Esses animais não podem ser servidos como alimento aos seres humanos porque sua condição de necrófagos indica que quem os come envelhecerá rapidamente até se aproximar da morte. Seguindo o som estranho que vem de cima, “a chuva dos mortos” (yjbopo’e) acontece porque o tempo está bravo com a partida da senhora, umas das sábias da comunidade. Os trovões são pela morte do corpo, mas principalmente por aquela da sabedoria e do amor na fábula (anteriormente lenda e primeiro mito) que indica que o afeto é um corpo vibrante em uma relação “multiversal”. O afeto vibra, preserva as malhas privilegiadas de intensidades pessoais e impessoais que atravessam os limiares entre-mundos. O céu dos Karitiana não invoca apenas o passado de um corpo que “não mais está”, mas o presente de um povo que o tem sob sua cabeça e o olha diariamente pela fábula, bem como o futuro dos espíritos que ali se refugiam para continuar, sempre, “entre nós”. O futuro é ancestral (Krenak, 2022) porque chama todos os tempos, assim como a pertença a uma “fricção educatica” com a vida que flui “entre” as palavras e as histórias de um continuum existencial e plurimodal. O aprendizado dessa composição é o que nos coloca lado-a-lado ao ritmo das coisas, quando então já não há mais nem um único “homem” – apenas “nós”, o corpo da Terra.

 

(Leia o ensaio completo em PDF).

 

Recebido em: 25/04/2023

Aceito em: 15/05/2023

 

[1] Mestre em Design Comunicacional pela Faculdade de Arquitetura, Design e Urbanismo (FADU) da Universidade de Buenos Aires (UBA – Argentina). Mestranda em Estéticas Contemporâneas Latino-americanas da Universidade Nacional de Avellaneda (UNDAV – Argentina). Professora adjunta regular na UNDAV. Auxiliar docente na FADU/UBA. Email: ghere@undav.edu.ar.

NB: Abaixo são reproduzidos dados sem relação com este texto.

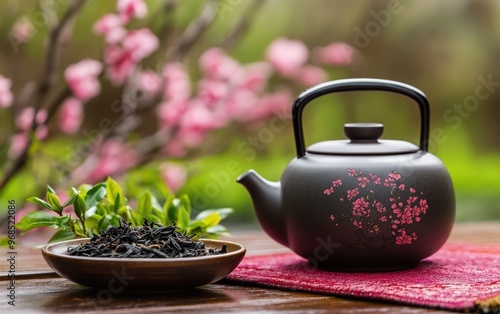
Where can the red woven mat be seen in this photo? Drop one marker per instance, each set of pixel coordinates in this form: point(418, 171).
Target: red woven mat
point(459, 277)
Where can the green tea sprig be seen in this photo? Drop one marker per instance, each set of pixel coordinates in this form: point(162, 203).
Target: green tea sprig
point(93, 208)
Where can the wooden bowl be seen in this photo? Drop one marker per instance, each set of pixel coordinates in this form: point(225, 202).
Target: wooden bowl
point(143, 274)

[2] Doutor em Filosofia e Letras pela Universidade de São Paulo (USP) e em Sociologia pela Universidade de Belgrano (UB). Pós doutor em Filosofia e Letras pela USP. Professor e pesquisador da Universidade de Buenos Aires (UBA – Argentina), Universidad Nacional de La Plata (UNLP – Argentina) e Universidade Nacional de Avellaneda (UNDAV – Argentina). Diretor do Mestrado em Estéticas Contemporâneas Latino-americanas da UNDAV e do Centro de Estéticas e Políticas Contemporâneas Latino-americanas da UNDAV. ORCID: https://orcid.org/0000-0002-0755-6699. Email: adriancangi@hotmail.com.

[3] Especialista em Jornalismo Científico pelo Laboratório de Estudos Avançados em Jornalismo (Labjor) da Universidade Estadual de Campinas (UNICAMP) e Doutora em Educação pelo Programa de Pós-Graduação em Educação da Universidade Federal de Santa Catarina (UFSC), com temporada sanduíche no Mestrado em Estéticas Contemporâneas Latino-americanas da Universidade Nacional de Avellaneda (UNDAV – Argentina). Professora do Departamento de Estudos Especializados em Educação (EED) da UFSC. ORCID: https://orcid.org/0000-0001-6146-8764. Email: mi.fernandes.goncalves@gmail.com.

[4] Bacharel em Comunicação Social/Jornalismo pela Universidade Franciscana (UFN), Especialista em Processos Criativos em Palavra e Imagem pela Pontifícia Universidade Católica (PUC) de Minas Gerais e Mestranda em Estéticas Contemporâneas Latino-americanas pela Universidade de Avellaneda (UNDAV). Email: priscila.costa13@gmail.com.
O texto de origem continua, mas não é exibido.